The opinion cites a hypothetical situation in which an
attorney assumes his client, a large company with an information technology
department, understands network searches better than he does, figures they have
turned over all the information requested by opposing counsel and takes no
further steps to guide them other than telling them to provide a vendor access
to their server on a certain date. After a search is run using search terms
agreed to by both sides, opposing counsel accuses him of destroying or
withholding evidence and threatens sanctions.

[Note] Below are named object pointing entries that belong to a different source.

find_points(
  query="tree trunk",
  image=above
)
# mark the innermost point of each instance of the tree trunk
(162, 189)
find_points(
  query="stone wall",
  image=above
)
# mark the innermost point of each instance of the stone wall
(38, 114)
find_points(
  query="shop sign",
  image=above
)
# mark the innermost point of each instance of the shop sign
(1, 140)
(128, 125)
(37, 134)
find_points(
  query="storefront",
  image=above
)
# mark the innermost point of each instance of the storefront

The attorney later hires an e-discovery expert who assesses
the situation and tells him that potentially responsive evidence had been
deleted from the client’s computers as part of the client’s normal document
retention policy. The expert also tells the attorney that due to the breadth of
the search terms he agreed to, both privileged information and irrelevant but
highly proprietary information about a groundbreaking product that’s about to
be debuted has been released to a competitor.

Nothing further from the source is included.